1º de marzo
Cuando Dios te guía al “fracaso”
“Pero la casa de Israel no te querrá escuchar, ya que no quieren escucharme a mí. Ciertamente toda la casa de Israel es terca y de duro corazón” (Eze. 3:7, LBLA).
Nuestra cultura es alérgica al fracaso. Como creemos que el éxito nos define, evitamos el fracaso a toda costa. Sin embargo, en la Biblia encontramos una narrativa diferente. La Palabra de Dios está llena de historias de fracasos y decepciones. Considera al profeta Ezequiel: al llamarlo, Dios le avisa de antemano que su misión no será “exitosa”; el pueblo no le querrá oír. Ezequiel, como muchos otros profetas, cosechó oprobio en lugar de fama y gratitud.

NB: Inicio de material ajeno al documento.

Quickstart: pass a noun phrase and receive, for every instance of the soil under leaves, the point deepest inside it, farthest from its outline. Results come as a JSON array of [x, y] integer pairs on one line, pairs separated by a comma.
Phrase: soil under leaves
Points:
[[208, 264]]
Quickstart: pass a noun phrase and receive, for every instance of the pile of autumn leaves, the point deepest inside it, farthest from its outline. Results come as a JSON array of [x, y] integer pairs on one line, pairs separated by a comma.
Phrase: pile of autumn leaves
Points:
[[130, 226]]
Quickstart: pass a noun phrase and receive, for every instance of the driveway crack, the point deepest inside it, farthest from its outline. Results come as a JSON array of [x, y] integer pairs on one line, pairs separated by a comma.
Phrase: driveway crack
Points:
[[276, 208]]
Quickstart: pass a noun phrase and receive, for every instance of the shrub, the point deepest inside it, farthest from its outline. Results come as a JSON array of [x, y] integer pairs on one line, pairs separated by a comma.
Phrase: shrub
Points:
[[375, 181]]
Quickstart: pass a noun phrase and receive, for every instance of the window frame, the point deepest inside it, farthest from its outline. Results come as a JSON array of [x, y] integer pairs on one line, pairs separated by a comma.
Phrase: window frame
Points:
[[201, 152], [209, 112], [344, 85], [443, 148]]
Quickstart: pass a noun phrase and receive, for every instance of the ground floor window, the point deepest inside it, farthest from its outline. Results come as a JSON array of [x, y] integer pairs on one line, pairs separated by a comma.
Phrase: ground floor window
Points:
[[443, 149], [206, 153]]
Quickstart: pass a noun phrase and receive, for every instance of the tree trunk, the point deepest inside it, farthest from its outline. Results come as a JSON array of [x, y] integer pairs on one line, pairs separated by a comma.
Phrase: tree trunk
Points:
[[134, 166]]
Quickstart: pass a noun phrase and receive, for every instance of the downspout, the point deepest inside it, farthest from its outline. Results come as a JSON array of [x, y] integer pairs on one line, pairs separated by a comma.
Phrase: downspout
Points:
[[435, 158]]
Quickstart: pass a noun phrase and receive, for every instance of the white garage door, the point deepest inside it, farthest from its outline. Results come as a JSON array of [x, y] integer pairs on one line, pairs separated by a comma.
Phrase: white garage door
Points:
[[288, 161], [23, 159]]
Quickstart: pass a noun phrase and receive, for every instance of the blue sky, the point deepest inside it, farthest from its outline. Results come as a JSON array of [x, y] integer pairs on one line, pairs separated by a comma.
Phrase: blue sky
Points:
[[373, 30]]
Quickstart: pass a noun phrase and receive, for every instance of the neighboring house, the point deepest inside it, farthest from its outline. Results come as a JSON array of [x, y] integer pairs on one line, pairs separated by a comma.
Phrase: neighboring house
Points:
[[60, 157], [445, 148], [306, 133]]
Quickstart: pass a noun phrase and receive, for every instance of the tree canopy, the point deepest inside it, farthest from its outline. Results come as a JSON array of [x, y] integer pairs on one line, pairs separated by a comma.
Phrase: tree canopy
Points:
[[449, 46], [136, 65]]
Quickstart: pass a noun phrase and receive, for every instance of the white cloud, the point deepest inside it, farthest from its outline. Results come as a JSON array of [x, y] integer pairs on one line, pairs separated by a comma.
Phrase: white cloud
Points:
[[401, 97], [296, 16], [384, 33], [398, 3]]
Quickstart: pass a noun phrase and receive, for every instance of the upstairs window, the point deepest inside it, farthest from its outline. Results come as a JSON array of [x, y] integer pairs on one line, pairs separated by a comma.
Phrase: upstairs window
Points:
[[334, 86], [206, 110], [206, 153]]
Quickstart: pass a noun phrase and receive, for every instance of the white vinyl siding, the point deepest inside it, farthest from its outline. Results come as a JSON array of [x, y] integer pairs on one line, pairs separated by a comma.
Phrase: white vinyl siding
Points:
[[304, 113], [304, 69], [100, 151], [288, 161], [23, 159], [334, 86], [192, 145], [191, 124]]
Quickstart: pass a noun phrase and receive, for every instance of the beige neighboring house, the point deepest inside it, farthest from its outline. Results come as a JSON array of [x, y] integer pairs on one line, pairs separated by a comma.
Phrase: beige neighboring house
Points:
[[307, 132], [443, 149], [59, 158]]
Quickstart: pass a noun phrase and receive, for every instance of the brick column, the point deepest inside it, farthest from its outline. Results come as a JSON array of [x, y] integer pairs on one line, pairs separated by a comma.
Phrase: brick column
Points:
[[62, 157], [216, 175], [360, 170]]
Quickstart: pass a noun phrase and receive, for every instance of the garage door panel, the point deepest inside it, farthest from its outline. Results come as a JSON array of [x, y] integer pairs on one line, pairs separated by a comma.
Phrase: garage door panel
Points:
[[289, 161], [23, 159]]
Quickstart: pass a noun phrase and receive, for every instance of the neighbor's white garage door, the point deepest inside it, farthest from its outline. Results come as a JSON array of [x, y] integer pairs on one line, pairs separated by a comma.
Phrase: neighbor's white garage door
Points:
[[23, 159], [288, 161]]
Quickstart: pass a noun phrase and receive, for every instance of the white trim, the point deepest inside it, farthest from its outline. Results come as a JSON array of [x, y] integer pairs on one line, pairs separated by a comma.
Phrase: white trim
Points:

A muchas de nosotras nos resulta difícil comprender que Dios nos llame al “fracaso”. Sin embargo, Bob Goff, el autor de Love Does [El amor hace], dice que esta es una de las cosas que él más ama acerca de Dios. “Dios guía, intencionalmente, a sus hijos al fracaso. Él hizo que naciéramos como bebés incapaces de caminar, hablar o siquiera usar el baño de forma correcta. Nos tienen que enseñar todo. Todo ese aprendizaje lleva tiempo y Dios hizo que dependamos de él, de nuestros padres y de los demás. Todo está diseñado para que intentemos una y otra vez, hasta que, al final, aprendamos. Y todo el tiempo él es infinitamente paciente”.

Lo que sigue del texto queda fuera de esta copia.